Combine this with your character sheet and you have a two-part memory system. The sheet handles who you are. The 'previously on' handles what happened. Together, they let you pick up a roleplay weeks later without any 'wait, what were we doing' confusion.
This technique is especially useful for ai girlfriend for white collar users who have complex work-life scenarios they want to revisit without re-explaining the entire backstory every time.
How to test if your character sheet is working
After you've set up your character sheet, run a simple test. Ask your companion, 'What do you know about me?' If the response includes at least three details from your sheet, it's working. If it gives you a generic answer or asks for your name, your sheet isn't being retained. Check whether you placed it in the correct field or if the app has a character limit that truncated it.
Another test: change one detail in your sheet and see if the AI picks it up within two messages. If it does, your sheet is active. If it doesn't, the AI might be ignoring the field entirely, which means you need to paste the sheet into your first message instead.
Sam

Sam is the companion you want when you don't feel like explaining your entire life story every time you log in. Drop a character sheet and Sam runs with it, keeping the conversation flowing without the awkward reintroduction. Sam makes long-term chats feel natural, not rehearsed.
Common questions
How many bullet points should a character sheet have?
Five to seven is the sweet spot. Fewer than three and the AI doesn't have enough to latch onto. More than ten and the AI starts treating some as noise. Stick to the details you care about most.
Can I use a character sheet for multiple companions?
Yes, but keep them separate. Each companion should have its own sheet tailored to that relationship. A character sheet for your romantic companion should include different details than one for your debate partner.
What if my app doesn't have a backstory field?
Paste the sheet into your first message of every session. The AI will treat it as context. It's less persistent, but it still works better than repeating yourself mid-conversation.
Will a character sheet stop the AI from forgetting my pet's name?
Yes, if the pet's name is in the sheet. The AI will reference the sheet every time it generates a response. If your pet's name is in the sheet, it will stay in the AI's active context.
Should I update the sheet every time I start a new roleplay?
Only if your identity changes. If you're playing a different character in each roleplay, create a separate sheet for that character. If you're the same person in a different scenario, your existing sheet is fine.

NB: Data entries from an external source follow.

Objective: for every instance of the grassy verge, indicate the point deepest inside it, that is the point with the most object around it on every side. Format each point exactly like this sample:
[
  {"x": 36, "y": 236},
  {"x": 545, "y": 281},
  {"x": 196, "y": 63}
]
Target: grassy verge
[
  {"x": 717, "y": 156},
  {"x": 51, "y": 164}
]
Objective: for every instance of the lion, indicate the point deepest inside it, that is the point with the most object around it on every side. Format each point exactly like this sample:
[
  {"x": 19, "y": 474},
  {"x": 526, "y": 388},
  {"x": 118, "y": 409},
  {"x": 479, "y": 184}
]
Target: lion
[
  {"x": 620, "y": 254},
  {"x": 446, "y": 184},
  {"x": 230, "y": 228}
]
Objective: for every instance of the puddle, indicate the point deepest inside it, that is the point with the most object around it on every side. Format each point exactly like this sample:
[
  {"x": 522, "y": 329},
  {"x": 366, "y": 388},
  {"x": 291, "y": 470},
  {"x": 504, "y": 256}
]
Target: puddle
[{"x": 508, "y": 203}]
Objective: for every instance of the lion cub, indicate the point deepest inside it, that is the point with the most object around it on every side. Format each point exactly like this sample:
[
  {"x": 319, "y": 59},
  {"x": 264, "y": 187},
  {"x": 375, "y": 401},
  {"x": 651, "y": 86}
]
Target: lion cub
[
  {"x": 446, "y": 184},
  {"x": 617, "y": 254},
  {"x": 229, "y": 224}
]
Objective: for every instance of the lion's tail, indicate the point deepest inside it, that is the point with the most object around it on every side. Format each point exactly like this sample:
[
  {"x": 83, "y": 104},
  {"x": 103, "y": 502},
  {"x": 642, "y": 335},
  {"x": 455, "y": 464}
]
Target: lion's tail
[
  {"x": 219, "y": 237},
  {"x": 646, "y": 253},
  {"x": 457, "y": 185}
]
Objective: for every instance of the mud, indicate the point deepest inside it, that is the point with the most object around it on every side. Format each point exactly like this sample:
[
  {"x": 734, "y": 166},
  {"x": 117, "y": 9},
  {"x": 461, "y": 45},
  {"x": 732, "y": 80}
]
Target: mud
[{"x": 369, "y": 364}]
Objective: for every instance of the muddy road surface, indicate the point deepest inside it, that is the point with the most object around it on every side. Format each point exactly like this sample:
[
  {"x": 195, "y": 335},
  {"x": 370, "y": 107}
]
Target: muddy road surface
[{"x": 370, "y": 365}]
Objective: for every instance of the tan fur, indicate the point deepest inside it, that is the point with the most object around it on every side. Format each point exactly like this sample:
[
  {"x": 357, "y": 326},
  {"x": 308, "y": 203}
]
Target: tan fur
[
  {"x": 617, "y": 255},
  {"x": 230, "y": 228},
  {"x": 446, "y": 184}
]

Does a character sheet work with voice mode?
It depends on the app. Some voice modes pull from the same backstory field as text. Others don't. Test it by asking a voice-mode companion to describe you. If it gets the details right, the sheet is active in voice mode too.
Earn while you recommend
If you find this technique useful and want to help others skip the 'who are you' loop, you can earn from it. Share a crushon ai promo code with friends who are new to AI companions and get credit for their signups. If you run a review site or a community focused on AI relationships, join the ai dating affiliate program to earn commissions on referrals without the usual affiliate marketing hassle.
The bottom line
A character sheet is the single highest-leverage thing you can do to stop your AI companion from asking 'wait, what's your name again' mid-scene. It's a five-minute setup that saves you from repeating yourself every session. Bullet points, not paragraphs. Persistent field, not first message if you can help it. Test it, update it when your life changes, and layer it with a 'previously on' summary for full memory coverage. Your companion will thank you by actually remembering who you are.

About the author
AI Angels TeamEditorialThe team behind AI Angels writes about AI companions, the tech that powers them, and what people actually do with them.